A l'instar du général De Gaulle, qualifié alors «d'homme de la situation», revenu depuis «sa traversée du désert», comme disait Malraux, afin de sauver la France du bourbier algérien, a-t-on voulu peut-être que monsieur Bouteflika fasse pareil pour l'Algérie des années 90 et comme lui, il eut lui aussi «sa traversée du désert». Le général De Gaulle n'aimait pas vraiment les services de renseignement et disait: «Ce n'est pas un espion qui va dicter sa politique au général De Gaulle», ou en ce qui était le sens !

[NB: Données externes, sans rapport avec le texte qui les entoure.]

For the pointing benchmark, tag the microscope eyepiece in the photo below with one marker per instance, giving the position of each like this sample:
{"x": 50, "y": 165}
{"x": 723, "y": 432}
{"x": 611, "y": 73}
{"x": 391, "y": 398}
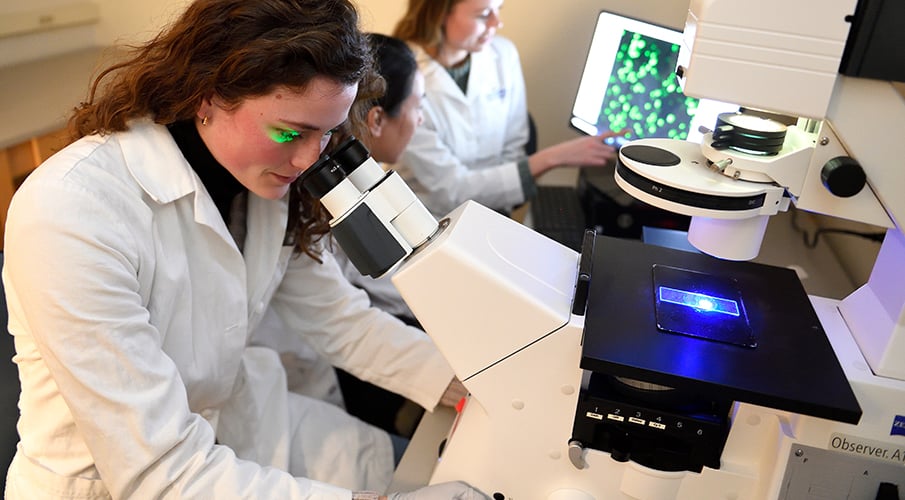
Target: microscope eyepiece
{"x": 322, "y": 177}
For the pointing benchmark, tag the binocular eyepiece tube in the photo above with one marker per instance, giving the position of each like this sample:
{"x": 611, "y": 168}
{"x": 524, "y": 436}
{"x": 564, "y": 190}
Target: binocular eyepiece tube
{"x": 377, "y": 219}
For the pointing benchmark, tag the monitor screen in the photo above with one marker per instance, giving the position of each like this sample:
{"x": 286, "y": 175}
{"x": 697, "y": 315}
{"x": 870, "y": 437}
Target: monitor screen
{"x": 629, "y": 84}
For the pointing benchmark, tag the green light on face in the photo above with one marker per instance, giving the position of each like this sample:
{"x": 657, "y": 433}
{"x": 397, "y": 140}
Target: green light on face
{"x": 283, "y": 135}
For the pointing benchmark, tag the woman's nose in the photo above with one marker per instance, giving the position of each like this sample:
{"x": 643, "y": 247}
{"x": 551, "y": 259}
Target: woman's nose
{"x": 495, "y": 20}
{"x": 305, "y": 155}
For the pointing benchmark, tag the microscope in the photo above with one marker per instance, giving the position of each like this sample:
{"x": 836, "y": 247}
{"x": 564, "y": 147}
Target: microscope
{"x": 630, "y": 371}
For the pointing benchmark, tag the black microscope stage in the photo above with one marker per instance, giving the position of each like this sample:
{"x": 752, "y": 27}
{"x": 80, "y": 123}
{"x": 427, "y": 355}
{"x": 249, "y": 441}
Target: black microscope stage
{"x": 736, "y": 331}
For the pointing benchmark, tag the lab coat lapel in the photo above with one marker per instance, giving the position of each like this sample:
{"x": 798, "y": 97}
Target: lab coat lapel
{"x": 172, "y": 177}
{"x": 266, "y": 228}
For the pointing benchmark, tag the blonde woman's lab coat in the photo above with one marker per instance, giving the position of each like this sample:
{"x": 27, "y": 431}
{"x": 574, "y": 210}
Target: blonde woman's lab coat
{"x": 468, "y": 144}
{"x": 131, "y": 306}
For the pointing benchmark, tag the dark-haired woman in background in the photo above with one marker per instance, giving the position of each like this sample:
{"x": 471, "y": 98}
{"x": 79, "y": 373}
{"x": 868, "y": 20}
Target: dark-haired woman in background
{"x": 139, "y": 258}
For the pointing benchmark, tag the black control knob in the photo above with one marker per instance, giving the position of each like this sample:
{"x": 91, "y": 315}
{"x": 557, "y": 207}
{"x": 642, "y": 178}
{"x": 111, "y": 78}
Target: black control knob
{"x": 620, "y": 446}
{"x": 843, "y": 176}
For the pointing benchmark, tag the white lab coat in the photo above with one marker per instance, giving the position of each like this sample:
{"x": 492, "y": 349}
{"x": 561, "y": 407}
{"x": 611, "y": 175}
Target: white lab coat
{"x": 468, "y": 145}
{"x": 131, "y": 306}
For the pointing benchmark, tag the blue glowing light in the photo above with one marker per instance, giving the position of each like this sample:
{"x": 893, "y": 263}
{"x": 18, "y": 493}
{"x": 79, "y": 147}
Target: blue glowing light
{"x": 699, "y": 301}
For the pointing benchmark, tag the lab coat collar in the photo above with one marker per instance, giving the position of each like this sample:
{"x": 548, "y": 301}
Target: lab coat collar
{"x": 483, "y": 62}
{"x": 156, "y": 163}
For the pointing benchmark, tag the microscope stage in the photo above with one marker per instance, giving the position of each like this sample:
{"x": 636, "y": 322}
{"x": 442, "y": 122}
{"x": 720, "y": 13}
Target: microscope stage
{"x": 730, "y": 330}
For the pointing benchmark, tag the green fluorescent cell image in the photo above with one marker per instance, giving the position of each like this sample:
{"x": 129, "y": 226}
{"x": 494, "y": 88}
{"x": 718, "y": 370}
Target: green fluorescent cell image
{"x": 643, "y": 94}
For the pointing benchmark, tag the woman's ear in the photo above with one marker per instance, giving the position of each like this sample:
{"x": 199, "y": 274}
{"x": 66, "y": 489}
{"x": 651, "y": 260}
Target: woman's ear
{"x": 206, "y": 109}
{"x": 376, "y": 120}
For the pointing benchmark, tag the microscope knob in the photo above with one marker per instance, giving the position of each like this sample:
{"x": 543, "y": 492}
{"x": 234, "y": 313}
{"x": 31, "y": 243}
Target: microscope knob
{"x": 576, "y": 454}
{"x": 843, "y": 176}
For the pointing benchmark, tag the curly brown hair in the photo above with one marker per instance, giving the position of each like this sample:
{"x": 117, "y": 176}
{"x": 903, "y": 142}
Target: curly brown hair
{"x": 237, "y": 49}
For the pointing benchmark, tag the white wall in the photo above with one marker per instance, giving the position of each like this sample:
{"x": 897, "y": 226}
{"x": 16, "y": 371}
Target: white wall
{"x": 120, "y": 21}
{"x": 552, "y": 38}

Le général De Gaulle, instigateur et 1er président de la 5e République française, renforça le pouvoir exécutif et donc celui de la présidence de la République, il personnifia parfaitement le pouvoir sans faire abstraction des institutions (à ne pas confondre avec l'individualisation du pouvoir propre au fascisme !). «Le Pouvoir personnification s'accommode des structures constitutionnelles, le Pouvoir individualisé les détruit ou les ignore». Rester trop longtemps à la tête d'un service ou même d'une république donne des illusions et consolide l'impression maladive d'être le maître des maîtres, le chef des chefs et cela n'est pas bon pour la santé d'un Etat, ni de l'équilibre des pouvoirs en son sein ou même pour le moral collectif.

En disant «Tab Ejnana», Bouteflika ne parlait pas que de lui-même, mais de tous les tenants du pouvoir y compris ceux de la DRS qui, comme lui, sont arrivés à l'âge de partir à la retraite et qui résistaient peut-être à le faire. Et Tout comme un capitaine de navire qui se respecte, Bouteflika voulait probablement être le dernier à quitter le bateau. Espérons seulement que cette opération ne s'apparente pas à une évacuation in extremis d'un bateau qui va couler.

Le DRS, qui a été créé et configuré par Toufik un certain 5 juillet 1990, a été démembré, ses prérogatives reviennent désormais à la Défense nationale, sa tutelle directe, comme pour lui dire: « Vous êtes né de la SM et c'est à la SM que vous y retournerez».